Yapılanması itibarıyla Türkiye 2002 yılına kadar 12
bölgeye ayrılmıştı ve her bölgenin bağlı olduğu bir
bölge başkanlığı bulunuyordu. 2002 yılında yapılan değişiklikle
Bölge Başkanlığı sayısı 16'ya çıkarıldı.
STKB da "Gayrinizami harp" örgütlemekle
görevli. Bu çerçevede her bölge başkanlığı,
kendisine bağlı illerde ülkenin düşman işgaline uğraması
durumunda, yerlerini asla terk etmeyecek, bölgesindeki hâkim
otoriteyi yıkmak veya zayıflatmak, düşman harekâtını
engellemek ve bölgeye sahip olmak maksadı ile yapılacak direniş ve
ayaklanma gibi eylemleri başlatacak ve gerçekleştirecek sivil
kadroları barış zamanında bulup örgütlemek için
çalışıyor. Bu faaliyetler sırasında asla erler kullanılmıyor.
Kadro daha ziyade astsubaylardan oluşuyor. Yönetici konumundaki
yüzbaşı, binbaşı, yarbay ve albay rütbesindeki subaylar ise
Özel kuvvetler komutanlığı personeli içerisinden
seçiliyor.

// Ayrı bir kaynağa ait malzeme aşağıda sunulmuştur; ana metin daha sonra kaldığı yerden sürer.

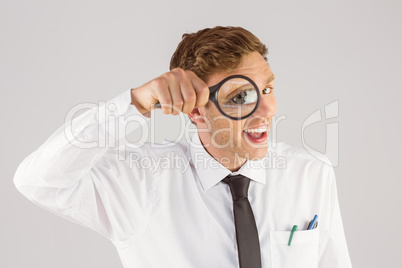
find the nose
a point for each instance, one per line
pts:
(267, 106)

STKB'nın istihbarat toplama yetkisi ise
bulunmuyor.
"Derin" (denilen) devlet… Türkiye'de 12
Mart döneminde "Burası Konrtgerilla Merkezi burada anayasa
babayasa yoktur" cümlesi ile başlayan Ziverbey Köşkü
işkence seanslarında yaşadıklarını kaleme alan Talat Turhan'ın
yazdıkları çevresinde gelişen bir dizi tartışma ile
girmiştir.
1977-1978 kesiti Başbakanı Bülent Ecevit tarafından varlığı
kabul edilen, ancak Genel Kurmay'a bağlı Özel Harp
Dairesi/Özel Kuvvetler Komutanlığı'nın bir adı olarak
aktarılan Kontrgerilla, MİT-Silahlı Kuvvetler-MHP üçgenindeki
CIA destekli ve Amerikancı bir örgüt olarak
tanımlanmıştır.
Türkiye'de gerçekleşen en önemli kontrgerilla
operasyonları arasında 1955'de Selanik'te Mustafa Kemel
Atatürk'ün doğduğu evin bombalanması, 6-7 Eylül
olayları, 12 Mart Darbesi, Kızıldere Katliamı, Ziverbey Köşkü,
1 Mayıs 1977 Olayları, Çiğli Suikasti, Gazi Mahallesi Olayları
sıralanmaktadır.
 
"HİKMET-İ HÜKÜMETİN HİKMETİNİN SUALİ":
DEVLET VE TERÖR PARANTEZİ
 
Şimdi bir parantez açarak ekleyelim: Devlet ile terör
birbirinden ayrılmaz; en büyük terörist, elbette
sınıflı-sömürüyü savunan/ yaşatan
devlettir…
Çünkü devlet, sınıflı toplumlarla birlikte varlık
bulmuş siyasal bir aygıttır; iktidar olarak örgütlenmiş egemen
sınıftır. Hâkim sınıfın, ezilen sınıfa boyun eğdirebilmek
için baskı aygıtlarına ihtiyacı vardır. Egemen sınıfın
emrindeki kolluk güçleri bu ihtiyacı giderir. En gelişkin
demokratik geleneklere sahip burjuva devletlerde, sınıf
mücadelelerinin en alt düzeyde seyrettiği dönemlerde bile
polis, ordu, istihbarat teşkilâtları ve bilumum gizli veya
açık şiddet örgütü sistemin bekası için
yedekte tutulur. Sınıflar var olduğu sürece devlet kurumu ve siyasal
şiddet aygıtları varlıklarını sürdürecektir.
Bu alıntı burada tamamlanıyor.